Thank you for the warning on these. I had used these around my house. It turned color on our door knobs. I was quite upset and replaced most of them. Then saw this post, bought the 3M tests and retested. The 3M ones did not change color at all. Sounds like this common problem false positives? Will make sure to use only 3M going forward.
These tests contain sodium rhodizonate which reacts with many bivalent metals and forms various colored complexes. This is the same chemical the police often use to detect gunshot residue which has lead. [There are other tests for gunshot residue that detect nitrites. A paper by Feigl 1942 – Analytical Uses of Sodium Rhodizonate has a table of the various colors that may be obtained for different metals and how they change under neutral and acidic conditions. [I can send a copy if you’d like]. Often the variation in color in neutral vs acidic conditions will be helpful to distinguish between lead and Zinc. For example, these are expected to give brown-violet color when detecting zinc under neutral conditions (water) but no color under acidic conditions ( e.g. vinegar or HCl). Lead should test blue violet under neutral conditions and scarlet under acidic conditions. Cadmium should test brown red under all conditions. The colors are not easy to determine though because they look quite alike. And the testing of alloys becomes complicated. I tested something with a strong suspicion for lead and it turned blue-violet even with vinegar.
Interestingly, while wetting one of these the water dripped onto a bowl which quickly turned bright pink so I was convinced the crockery had lead. But plastic tupperware also tested positive and so did a glass jar. While it is possible that all of them have lead, it is quite unlikely. (I haven’t tested the Ikea plates that you showed had no lead, that will be interesting). Our water should not have lead as we had the lead pipes removed and our water has high mineral content – when the plumbers showed us the old lead pipes they were so thickly coated by calcium carbonate (?) that the pipe hole had halved. Then I sprayed the pink water with vinegar and the color completely disappeared instead of becoming scarlet or more intense indicating it was not lead in the first place. The reason why the color would become more intense is because Pb becomes more reactive in an acidic solution (ions).
While I do agree that these could create panic, people outside of the US do not have access to 3M tests and 3M tests are also designed only for paint. And pretty much nobody has access to an XRF instrument. I wish I could post the table here but happy to provide it so you can post it in case people continue using them for lack of any other options.
It did show that the paint in my room did not have lead (painted a couple of years before the UK banned lead paint but likely at a time when it was already being phased out). It did not show lead in older paint in an 100 year old house but I only swabbed around cracks and did not grind the paint etc. so it’s very possible that user error gave a false negative.

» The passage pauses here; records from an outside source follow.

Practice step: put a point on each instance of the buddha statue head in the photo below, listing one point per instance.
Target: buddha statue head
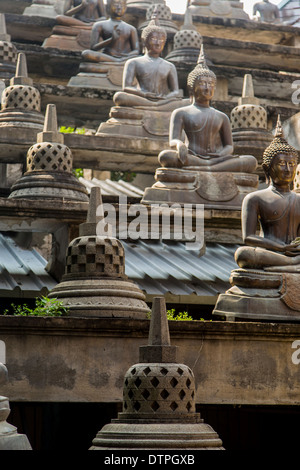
(154, 30)
(277, 147)
(201, 71)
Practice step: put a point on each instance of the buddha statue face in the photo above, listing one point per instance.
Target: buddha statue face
(204, 88)
(155, 42)
(117, 8)
(283, 168)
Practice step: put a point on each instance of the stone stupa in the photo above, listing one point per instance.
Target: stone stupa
(49, 167)
(187, 43)
(163, 12)
(158, 400)
(10, 439)
(95, 283)
(20, 116)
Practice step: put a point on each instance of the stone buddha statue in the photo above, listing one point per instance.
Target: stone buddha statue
(267, 284)
(73, 28)
(266, 11)
(277, 209)
(112, 40)
(149, 80)
(112, 43)
(149, 92)
(201, 145)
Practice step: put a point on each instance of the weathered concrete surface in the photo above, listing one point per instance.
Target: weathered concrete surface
(78, 360)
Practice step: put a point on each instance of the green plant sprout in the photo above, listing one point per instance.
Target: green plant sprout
(44, 307)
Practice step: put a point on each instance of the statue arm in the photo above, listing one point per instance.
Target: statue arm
(96, 39)
(250, 214)
(226, 137)
(134, 42)
(173, 83)
(176, 130)
(101, 8)
(129, 76)
(73, 11)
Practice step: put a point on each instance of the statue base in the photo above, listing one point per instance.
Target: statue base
(56, 185)
(106, 76)
(49, 11)
(140, 435)
(191, 186)
(218, 8)
(70, 38)
(142, 122)
(260, 296)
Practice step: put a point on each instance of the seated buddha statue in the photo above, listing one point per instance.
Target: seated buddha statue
(277, 209)
(112, 40)
(73, 29)
(149, 91)
(207, 142)
(199, 160)
(266, 284)
(149, 80)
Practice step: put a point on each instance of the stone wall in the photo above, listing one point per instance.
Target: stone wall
(85, 360)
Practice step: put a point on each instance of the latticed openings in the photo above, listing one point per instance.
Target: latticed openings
(246, 116)
(297, 179)
(163, 12)
(187, 38)
(8, 52)
(157, 388)
(94, 256)
(21, 96)
(49, 156)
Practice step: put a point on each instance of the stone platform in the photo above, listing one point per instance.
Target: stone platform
(83, 360)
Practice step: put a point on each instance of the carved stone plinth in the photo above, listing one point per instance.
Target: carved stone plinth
(106, 76)
(72, 38)
(259, 295)
(221, 8)
(49, 10)
(213, 189)
(9, 437)
(150, 123)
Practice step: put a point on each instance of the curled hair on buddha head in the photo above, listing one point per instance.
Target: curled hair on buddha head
(201, 70)
(154, 26)
(277, 146)
(109, 2)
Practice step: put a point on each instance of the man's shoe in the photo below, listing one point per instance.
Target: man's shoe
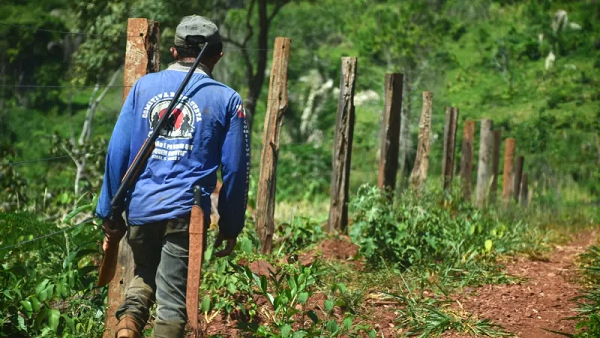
(128, 328)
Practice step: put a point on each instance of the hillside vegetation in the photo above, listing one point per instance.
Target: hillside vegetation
(533, 66)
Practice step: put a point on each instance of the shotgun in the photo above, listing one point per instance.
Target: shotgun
(108, 266)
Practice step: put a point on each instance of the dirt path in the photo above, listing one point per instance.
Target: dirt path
(539, 303)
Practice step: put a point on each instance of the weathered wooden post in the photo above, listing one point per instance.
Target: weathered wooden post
(342, 148)
(495, 165)
(486, 145)
(517, 177)
(142, 57)
(524, 190)
(419, 173)
(466, 163)
(276, 107)
(507, 174)
(449, 146)
(390, 132)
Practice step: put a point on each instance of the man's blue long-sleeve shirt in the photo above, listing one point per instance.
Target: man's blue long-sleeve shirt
(207, 129)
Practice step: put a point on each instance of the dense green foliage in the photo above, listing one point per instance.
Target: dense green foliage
(511, 61)
(48, 286)
(415, 230)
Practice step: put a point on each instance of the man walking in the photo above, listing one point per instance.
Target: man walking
(206, 129)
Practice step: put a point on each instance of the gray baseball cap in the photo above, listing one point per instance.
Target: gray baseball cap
(196, 25)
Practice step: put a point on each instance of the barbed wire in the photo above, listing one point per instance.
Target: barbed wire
(120, 35)
(87, 220)
(48, 159)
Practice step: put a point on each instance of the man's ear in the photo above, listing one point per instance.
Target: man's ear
(216, 58)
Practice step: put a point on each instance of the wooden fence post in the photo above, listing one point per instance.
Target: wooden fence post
(466, 163)
(507, 174)
(517, 177)
(495, 165)
(342, 149)
(449, 146)
(486, 145)
(524, 190)
(276, 107)
(390, 132)
(142, 57)
(419, 173)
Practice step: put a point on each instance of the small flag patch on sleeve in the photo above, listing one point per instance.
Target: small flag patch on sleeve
(241, 111)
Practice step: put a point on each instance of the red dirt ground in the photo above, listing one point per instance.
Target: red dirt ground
(526, 309)
(540, 303)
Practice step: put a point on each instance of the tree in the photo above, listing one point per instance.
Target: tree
(400, 37)
(255, 68)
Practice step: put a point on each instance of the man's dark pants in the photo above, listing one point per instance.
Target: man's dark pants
(160, 254)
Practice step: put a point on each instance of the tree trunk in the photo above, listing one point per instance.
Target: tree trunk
(507, 174)
(342, 151)
(419, 173)
(450, 129)
(390, 132)
(276, 107)
(466, 164)
(486, 145)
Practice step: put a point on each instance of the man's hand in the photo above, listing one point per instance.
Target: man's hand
(113, 232)
(231, 242)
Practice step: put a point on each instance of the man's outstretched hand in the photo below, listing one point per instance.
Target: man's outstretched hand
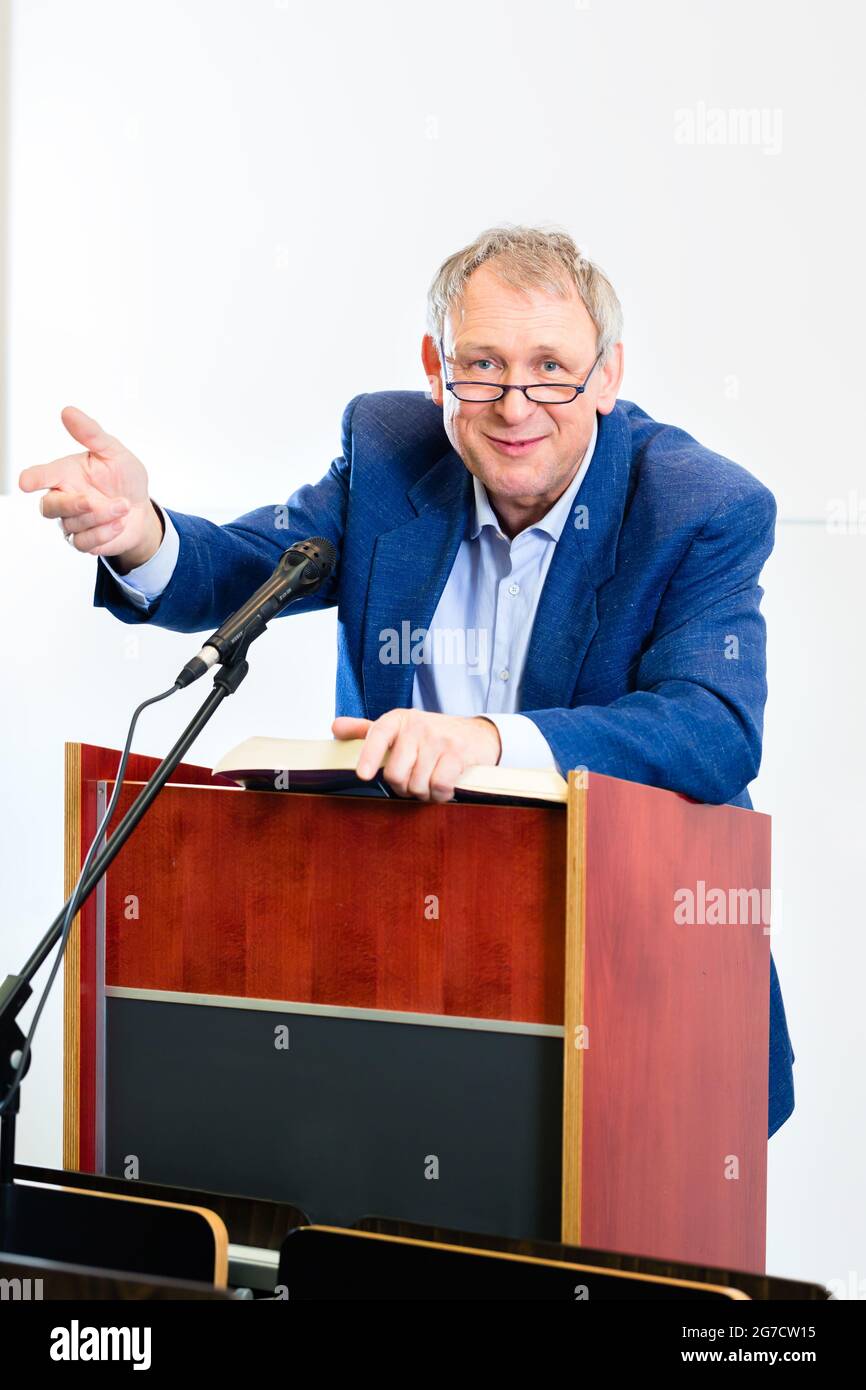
(426, 752)
(99, 496)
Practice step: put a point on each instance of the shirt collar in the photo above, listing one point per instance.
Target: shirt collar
(553, 520)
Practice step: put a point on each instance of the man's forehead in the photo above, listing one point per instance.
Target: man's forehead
(498, 316)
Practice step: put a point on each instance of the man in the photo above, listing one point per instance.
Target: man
(601, 569)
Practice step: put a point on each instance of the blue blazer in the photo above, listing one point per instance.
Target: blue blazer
(647, 658)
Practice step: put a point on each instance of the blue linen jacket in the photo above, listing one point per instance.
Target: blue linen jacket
(647, 658)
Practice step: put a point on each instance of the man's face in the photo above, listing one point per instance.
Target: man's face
(523, 452)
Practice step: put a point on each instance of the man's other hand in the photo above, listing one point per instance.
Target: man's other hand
(99, 496)
(426, 752)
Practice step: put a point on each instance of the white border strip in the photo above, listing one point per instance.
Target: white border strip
(337, 1011)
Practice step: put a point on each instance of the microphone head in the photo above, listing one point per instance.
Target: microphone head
(320, 552)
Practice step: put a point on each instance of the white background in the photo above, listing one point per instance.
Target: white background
(223, 223)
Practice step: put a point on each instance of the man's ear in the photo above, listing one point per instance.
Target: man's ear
(612, 378)
(433, 367)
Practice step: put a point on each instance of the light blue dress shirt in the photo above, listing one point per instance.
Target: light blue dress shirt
(476, 648)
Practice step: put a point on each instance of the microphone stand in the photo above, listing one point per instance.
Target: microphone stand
(15, 988)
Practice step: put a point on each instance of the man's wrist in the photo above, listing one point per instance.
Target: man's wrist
(489, 729)
(143, 552)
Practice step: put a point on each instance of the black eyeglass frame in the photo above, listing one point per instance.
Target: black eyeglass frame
(502, 388)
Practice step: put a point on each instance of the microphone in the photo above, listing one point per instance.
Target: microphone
(302, 569)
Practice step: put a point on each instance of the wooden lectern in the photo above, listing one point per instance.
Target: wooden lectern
(528, 1020)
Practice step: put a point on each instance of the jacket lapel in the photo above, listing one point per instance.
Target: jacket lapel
(566, 619)
(410, 566)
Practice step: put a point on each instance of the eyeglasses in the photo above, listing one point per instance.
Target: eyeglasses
(542, 392)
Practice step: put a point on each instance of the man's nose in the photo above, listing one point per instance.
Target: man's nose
(515, 406)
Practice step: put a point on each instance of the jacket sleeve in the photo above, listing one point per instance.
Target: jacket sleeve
(695, 719)
(220, 566)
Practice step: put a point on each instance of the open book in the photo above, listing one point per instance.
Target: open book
(328, 766)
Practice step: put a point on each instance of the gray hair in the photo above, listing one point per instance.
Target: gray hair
(530, 257)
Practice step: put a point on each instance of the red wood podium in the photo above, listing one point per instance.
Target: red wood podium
(508, 1019)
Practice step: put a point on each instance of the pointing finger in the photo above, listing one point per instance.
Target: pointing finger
(89, 432)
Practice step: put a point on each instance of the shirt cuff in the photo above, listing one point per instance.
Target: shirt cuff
(145, 584)
(523, 742)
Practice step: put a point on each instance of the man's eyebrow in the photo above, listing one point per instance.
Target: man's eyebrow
(551, 348)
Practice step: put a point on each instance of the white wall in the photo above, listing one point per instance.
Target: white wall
(224, 217)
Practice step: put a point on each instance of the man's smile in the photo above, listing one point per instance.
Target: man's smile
(515, 448)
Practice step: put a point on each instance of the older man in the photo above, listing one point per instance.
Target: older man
(602, 569)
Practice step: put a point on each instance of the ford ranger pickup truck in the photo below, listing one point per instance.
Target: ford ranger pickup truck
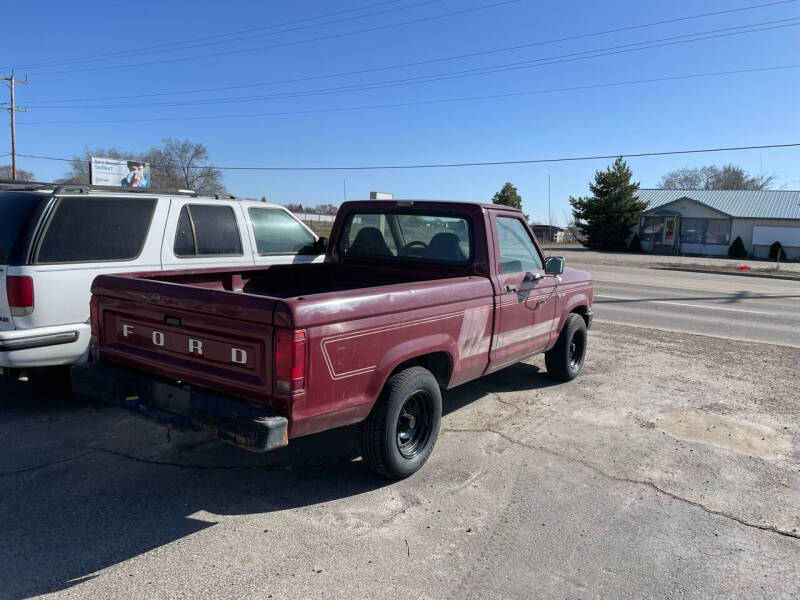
(414, 297)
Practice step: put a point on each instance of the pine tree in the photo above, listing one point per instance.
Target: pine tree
(608, 215)
(508, 196)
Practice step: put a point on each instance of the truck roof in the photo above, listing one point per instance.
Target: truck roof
(427, 204)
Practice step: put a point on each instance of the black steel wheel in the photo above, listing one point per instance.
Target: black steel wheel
(399, 434)
(565, 360)
(414, 424)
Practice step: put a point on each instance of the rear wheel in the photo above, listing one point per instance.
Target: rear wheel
(565, 360)
(401, 431)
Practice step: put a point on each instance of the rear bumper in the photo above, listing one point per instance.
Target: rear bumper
(44, 346)
(182, 407)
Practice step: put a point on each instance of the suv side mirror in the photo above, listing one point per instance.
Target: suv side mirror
(554, 265)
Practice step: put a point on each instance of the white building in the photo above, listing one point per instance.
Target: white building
(707, 221)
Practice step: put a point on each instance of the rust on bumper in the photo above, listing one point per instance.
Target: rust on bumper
(183, 406)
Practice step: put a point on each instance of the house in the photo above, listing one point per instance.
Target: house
(707, 221)
(547, 234)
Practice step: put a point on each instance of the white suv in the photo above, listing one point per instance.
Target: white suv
(55, 240)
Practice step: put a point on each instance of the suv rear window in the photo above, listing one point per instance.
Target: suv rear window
(206, 230)
(422, 237)
(91, 229)
(16, 210)
(277, 232)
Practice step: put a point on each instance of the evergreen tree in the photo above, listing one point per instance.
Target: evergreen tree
(508, 196)
(608, 215)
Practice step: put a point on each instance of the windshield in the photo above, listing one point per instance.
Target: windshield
(16, 210)
(433, 238)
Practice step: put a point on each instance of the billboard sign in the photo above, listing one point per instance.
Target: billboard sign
(119, 173)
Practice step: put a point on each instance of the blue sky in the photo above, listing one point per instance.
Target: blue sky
(730, 110)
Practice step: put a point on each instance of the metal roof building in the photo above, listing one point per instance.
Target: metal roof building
(707, 221)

Tamara, thank you for the wonderful work that you do! I have learned a lot from you.
Thank you for sharing this! Please do email me the table: TamaraRubin@mac.com
can you tell me if the French White Corningware round casserole dishes prior to year 2000 have lead? and the Thomas train roundhouse set with various cars prior to 2003 have lead? I bought it to keep my 2 year old busy while pregnant! Wash hoping to keep for grandchild.